The final journey of the first lady of the Dales took place in the early spring sunshine of Barnard Castle. Ten miles down the road, at Hannah's old farm, it was still winter.
A snow had fallen the previous night, just as it had in 1973 when, before the TV cameras, Hannah broke the nation's heart as she chipped the ice on the trough so her beasts could eat. She had barely food herself and no power or water.
She was the last survivor of an earlier generation of Dales farmer - a lone woman left to tend the land alone. Ten of our miles were a hundred of hers.
Her funeral was just as she planned it. She chose not only the hymns but also the music.
"She was truly a Yorkshirewoman," said the minister, Rev Beverly Hollings. "She remained so even when they moved the border into County Durham."
A few people lined the streets as her simple pine coffin, white roses and two walking crooks on top, was carried into the church.
Hannah had moved to the town after the difficult decision to leave the farm at Low Birk Hatt that had been her home since childhood.

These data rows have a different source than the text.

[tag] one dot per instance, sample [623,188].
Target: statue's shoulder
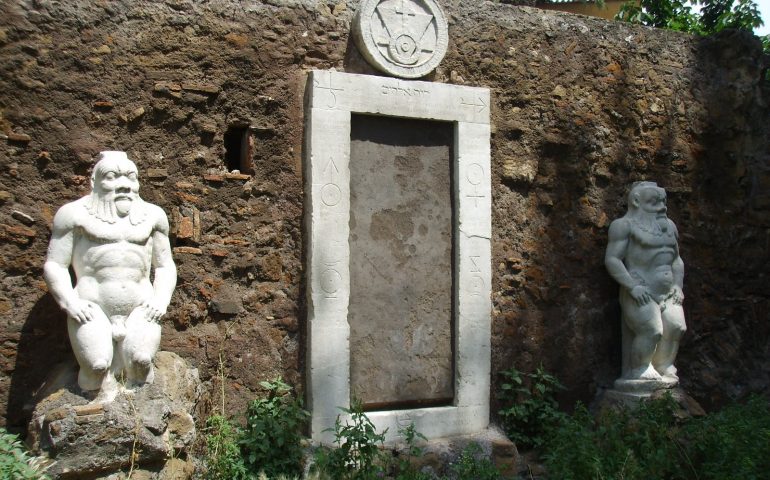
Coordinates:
[71,215]
[620,227]
[157,216]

When her mother and uncle died, she was the only one left there.
Another TV programme had been made, in which she shut the door on that part of her life, but it didn't tell the half of it, said Rev Hollings.
"When the camera went away, she went back in and sat on the only chair that was left and had to be coaxed out," she told the congregation.
In her new home, she had the modern comforts but she continued to hoard. "Everything was worth something to her," said the minister. "A paper bag, a margarine tub, everything."
She had written a few years ago that she was afraid of death but she never regretted her simple life.
"A big part of me is left here," she had said of the Yorkshire dale she loved. "There's nowhere else - there's nowhere like it."